Vu la procédure suivante :
Procédure contentieuse antérieure :
Mme D... G...-F... a demandé au tribunal administratif de Besançon d'annuler la décision du 22 décembre 2017 par laquelle la directrice de l'école élémentaire publique Les Marronniers de la commune de Delle a radié sa fille B... de cette école à compter du 22 décembre 2017, ainsi que la décision du 4 janvier 2018 par laquelle le directeur académique de la direction des services départementaux de l'éducation nationale du Territoire de Belfort a maintenu sa demande adressée au maire de Delle en vue d'obtenir le changement d'école de sa fille B....
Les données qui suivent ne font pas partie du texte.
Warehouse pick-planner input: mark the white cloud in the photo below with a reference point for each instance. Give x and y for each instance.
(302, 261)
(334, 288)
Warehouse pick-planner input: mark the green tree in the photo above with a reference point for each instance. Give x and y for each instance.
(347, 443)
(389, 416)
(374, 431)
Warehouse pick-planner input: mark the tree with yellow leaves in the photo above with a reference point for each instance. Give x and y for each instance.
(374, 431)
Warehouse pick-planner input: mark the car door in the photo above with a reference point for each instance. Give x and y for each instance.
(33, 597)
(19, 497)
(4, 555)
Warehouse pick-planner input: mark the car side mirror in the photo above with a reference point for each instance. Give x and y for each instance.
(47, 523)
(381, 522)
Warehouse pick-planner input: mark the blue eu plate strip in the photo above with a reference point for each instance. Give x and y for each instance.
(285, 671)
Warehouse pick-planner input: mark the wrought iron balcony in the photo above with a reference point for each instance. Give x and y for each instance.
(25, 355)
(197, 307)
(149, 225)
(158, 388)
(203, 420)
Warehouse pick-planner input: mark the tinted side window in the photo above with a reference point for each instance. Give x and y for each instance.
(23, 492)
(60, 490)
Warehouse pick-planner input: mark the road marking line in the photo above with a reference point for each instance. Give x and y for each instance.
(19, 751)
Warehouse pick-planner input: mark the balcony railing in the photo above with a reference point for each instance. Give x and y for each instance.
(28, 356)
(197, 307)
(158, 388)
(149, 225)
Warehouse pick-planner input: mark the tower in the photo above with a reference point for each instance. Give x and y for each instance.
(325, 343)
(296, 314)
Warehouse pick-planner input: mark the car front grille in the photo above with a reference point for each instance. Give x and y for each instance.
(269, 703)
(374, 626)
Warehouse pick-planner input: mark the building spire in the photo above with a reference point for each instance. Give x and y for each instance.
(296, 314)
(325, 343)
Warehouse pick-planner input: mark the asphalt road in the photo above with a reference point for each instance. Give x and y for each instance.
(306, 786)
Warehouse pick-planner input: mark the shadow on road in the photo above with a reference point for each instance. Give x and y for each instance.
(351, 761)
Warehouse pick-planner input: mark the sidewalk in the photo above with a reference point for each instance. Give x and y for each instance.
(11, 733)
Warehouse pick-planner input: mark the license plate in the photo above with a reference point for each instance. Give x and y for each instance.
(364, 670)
Par un jugement n° 1800360 du 15 mai 2018, le tribunal administratif de Besançon a rejeté sa demande.
Procédure devant la cour :
Par une requête, enregistrée le 26 juillet 2018, Mme D... G...-F..., représentée par Me E..., demande à la cour :
1°) d'annuler le jugement n° 1800360 du 15 mai 2018 du tribunal administratif de Besançon ;
2°) d'annuler les décisions susvisées du 22 décembre 2017, ainsi que la décision de changement d'école résultant du courrier du 11 décembre 2017 adressé au maire de la commune de Delle par le directeur académique de la direction des services départementaux de l'éducation nationale du Territoire de Belfort ;
3°) subsidiairement, d'annuler la décision du 21 décembre 2017 par laquelle le maire de la commune de Delle a radié sa fille de l'école élémentaire publique Les Marronniers ;
4°) de mettre à la charge de l'Etat une somme de 2 000 euros à lui verser en application de l'article L. 761-1 du code de justice administrative.
Elle soutient que :
En ce qui concerne la régularité du jugement attaqué :
- c'est à tort que le tribunal a estimé que les décisions des 22 décembre 2017 et 4 janvier 2018 ne font pas grief à sa fille ;
- le tribunal a refusé de statuer sur le moyen tiré de l'irrégularité de la procédure de radiation ;
- le jugement attaqué est fondé sur une dénaturation des pièces du dossier et il est entaché d'une erreur de droit et d'une erreur manifeste d'appréciation ;
En ce qui concerne la légalité des décisions contestées :
- les décisions contestées sont entachées d'incompétence ;
- elles ont été prises en méconnaissance de la procédure prévue par l'article 2.5 du règlement départemental des écoles maternelles et élémentaires du Territoire de Belfort, dès lors que la situation n'a pas été soumise à l'équipe éducative définie à l'article D. 321-16 du code de l'éducation, que le psychologue scolaire et le médecin de l'éducation nationale n'ont pas été associés à son évaluation et qu'elle-même et le père de sa fille n'ont pas été consultés sur le choix de la nouvelle école ;
- elles sont dépourvues de base légale dès lors qu'elles n'ont pas été prises pour un motif tenant au comportement de l'élève ;
- elles sont fondées sur des faits matériellement inexacts ;
- elles sont entachées d'erreur manifeste d'appréciation ;
- elles méconnaissent les stipulations de l'article 3-1 de la convention internationale relative aux droits de l'enfant.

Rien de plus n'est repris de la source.